Back Up and Restore the Director Undercloud
Back up and restore the director undercloud
Chapter 1. About This Guide
Red Hat is currently reviewing the information and procedures provided in this guide for this release.
This document is based on the Red Hat OpenStack Platform 10 document, available at https://access.redhat.com/documentation/en-us/red_hat_openstack_platform/?version=10.
If you require assistance for Red Hat OpenStack Platform 11, please contact Red Hat support.
Chapter 2. Back Up and Restore the Undercloud
This guide describes how to back up the undercloud used in the Red Hat OpenStack Platform director. The undercloud is usually a single physical node (although high availability options exist using a two-node pacemaker cluster that runs director in a VM) that is used to deploy and manage your OpenStack environment.
2.1. Backup Considerations
Formulate a robust back up and recovery policy in order to minimize data loss and system downtime. When determining your back up strategy, you will need to answer the following questions:
- How quickly will you need to recover from data loss? If you cannot have data loss at all, you should include high availability in your deployment strategy, in addition to using backups. You’ll need to consider how long it will take to obtain the physical backup media (including from an offsite location, if used), and how many tape drives are available for restore operations.

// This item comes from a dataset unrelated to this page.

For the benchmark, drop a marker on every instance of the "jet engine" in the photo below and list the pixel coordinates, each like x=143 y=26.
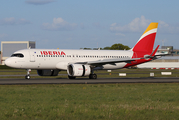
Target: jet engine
x=78 y=70
x=48 y=72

- How many backups should you keep? You will need to consider legal and regulatory requirements that affect how long you are expected to store data.
- Should your backups be kept off-site? Storing your backup media offsite will help mitigate the risk of catastrophe befalling your physical location.
- How often should backups be tested? A robust back up strategy will include regular restoration tests of backed up data. This can help validate that the correct data is still being backed up, and that no corruption is being introduced during the back up or restoration processes. These drills should assume that they are being performed under actual disaster recovery conditions.
- What will be backed up? The following sections describe database and file-system backups for components, as well as information on recovering backups.
2.2. High Availability of the Undercloud node
You are free to consider your preferred high availability (HA) options for the Undercloud node; Red Hat does not prescribe any particular requirements for this. For example, you might consider running your Undercloud node as a highly available virtual machine within Red Hat Enterprise Virtualization (RHEV). You might also consider using physical nodes with Pacemaker providing HA for the required services.
When approaching high availability for your Undercloud node, you should consult the documentation and good practices of the solution you decide works best for your environment.
2.3. Back Up the Undercloud
A full undercloud backup includes the following databases and files:
- All MariaDB databases on the undercloud node
- MariaDB configuration file on the undercloud (so that you can accurately restore databases)
- All glance image data in /var/lib/glance/images
- All swift data in /srv/node
- All data in the stack user home directory: /home/stack
The undercloud SSL certificates:
If SSL is enabled in the overcloud and using a self-signed certificate, the overcloud CA certificate used by the undercloud. For example:
dockerdirectories and files:
Run the following commands as the root user to dump the data from the undercloud node to a file named undercloud-backup-[timestamp].tar.gz.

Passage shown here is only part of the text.